L’invecchiamento cosa c’entra?

La classe degli ultrasessantenni sta “pagando” l’era in cui è cominciato il mito della vacanza al mare e dell’abbronzatura. I trentini devono fare particolare attenzione, anche per una questione genetica.

In che senso?

Nella nostra zona abbiamo sostanzialmente due “fototipi”: i mori di carnagione scura e poi quelli con la pelle chiara (compresi i biondi e rossicci) che sono la maggioranza. Questo spiega una percentuale di melanomi superiore - ad esempio - di quasi 10 volte rispetto al sud italiano. Abbiamo 300 casi su 100 mila persone, in linea con i nostri vicini di Austria e Svizzera. E il melanoma è il secondo tumore sotto i quarant’anni.

È un dato che richiede particolare attenzione?
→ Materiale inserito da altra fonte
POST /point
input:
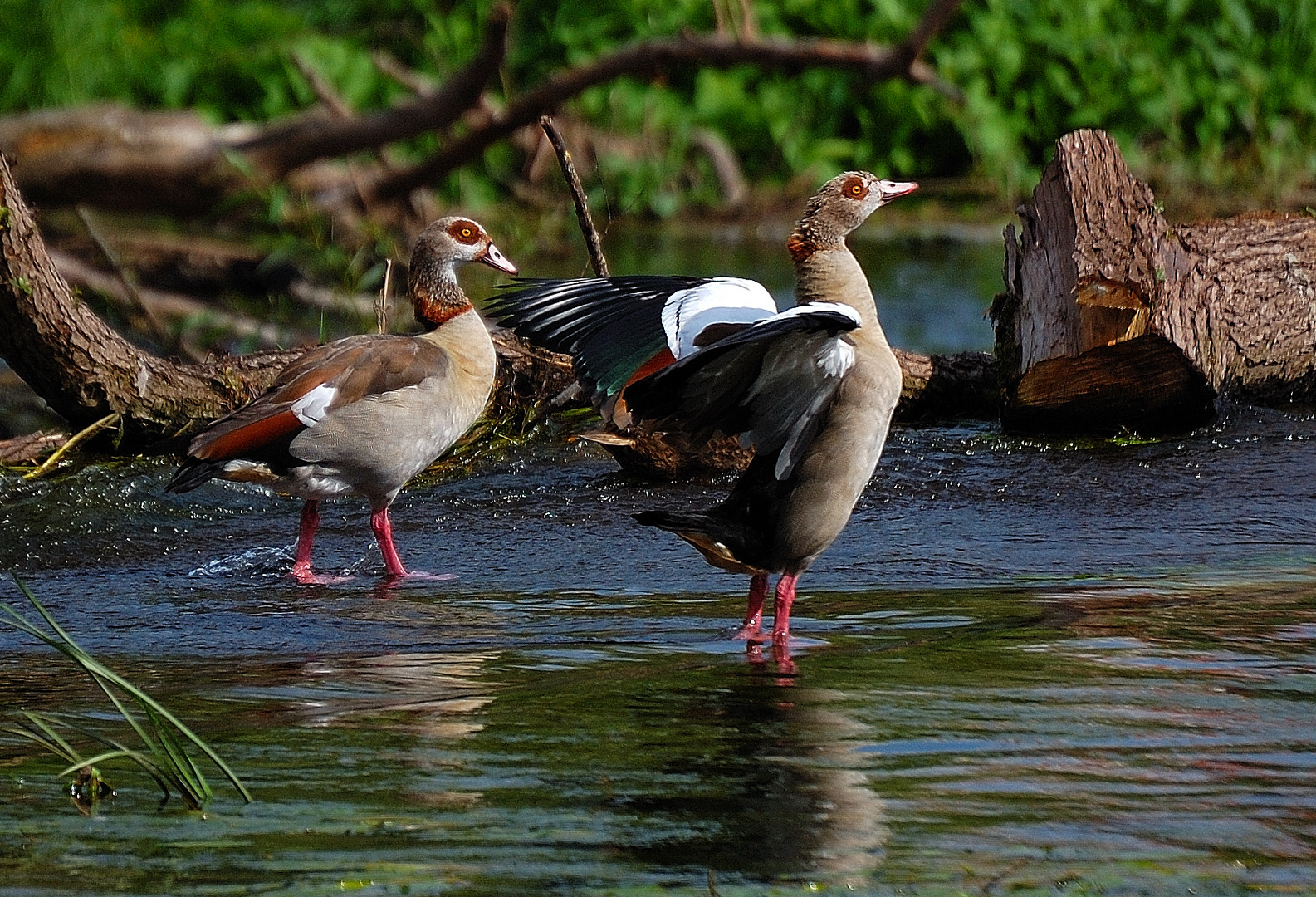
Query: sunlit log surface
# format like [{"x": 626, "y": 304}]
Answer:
[{"x": 1113, "y": 319}]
Sì, ma questo non significa la caccia ai nei ad ogni costo. Il paziente (e i suoi parenti) sono i primi, con un semplice esame visivo, che possono far scattare l’allarme, come avviene nel 70-80% dei casi. Ma abbiamo chiesto attenzione anche a tutto il personale sanitario che - per i motivi più diversi - viene a contatto con i pazienti: dai medici di base agli infermieri. Se vedono una lesione strana deve scattare l’allarme.

Che speranza hanno questi pazienti?

Dipende dal grado di invasività. Molto alta - a 5 anni di distanza - se si tratta di un melanoma di scarso spessore. Ma le speranze sono in aumento grazie ai nuovi farmaci bio-tecnologici, molto costosi.

Quanti casi all’anno?

Oltre 400 nel 2018, in aumento rispetto ai 138 del 2010 ma - ripeto - questo aumento si spiega anche con una maggiore attenzione. I numeri dei carcinomi sono molto superiori (circa 4 mila) ma in questo caso la mortalità è molto inferiore.

I tempi di attesa di dermatologia sono sotto stretta osservazione.

Qui il vero punto è fare sì che il sistema Rao (che è corretto) assegni realmente la priorità assoluta a chi davvero ne ha bisogno.

Quali sono i segnali a cui fare attenzione?

Il melanoma è asintomatico, l’unico segnale può essere il sanguinamento. La regola è quella dell’acronimo Abcde: Asimmetria delle forme, Bordo irregolare, Colore non uniforme (attenzione a tutto ciò che è nero), Diametro variabile ed Evoluzione nel tempo.

E l’abbronzatura?

Lo dico sempre: dal sole bisogna proteggersi, come fanno i messicani con il sombrero. Poi non comprendo l’atteggiamento di chi corre a farsi l’esame dei nei e poi va in vacanza alle Mauritius e alle Canarie per rincorrere il sole tutto l’anno. Tutti vogliono la visita urgente, poi si mettono tranquilli e nessuno vuole cambiare abitudini di vita: il sole preso in maniera sbagliata è come una bomba nucleare, anche se non va dimenticato che l’esposizione è comunque positiva per una serie di patologie della cute.

Di cosa va orgoglioso il reparto?

Siamo un nodo della rete malattie rare, siamo un punto di riferimento per le malattie sessualmente trasmissibili e attiriamo pazienti dalle province limitrofe, in particolare Bolzano.

Che cosa vi manca?

Dobbiamo attrezzarci sul fronte della mappatura dei nei (che viene fornita da strutture private) e di fronte all’ipotesi di una riorganizzazione logistica dobbiamo organizzarci perché il reparto resti un punto di riferimento per i pazienti trentini.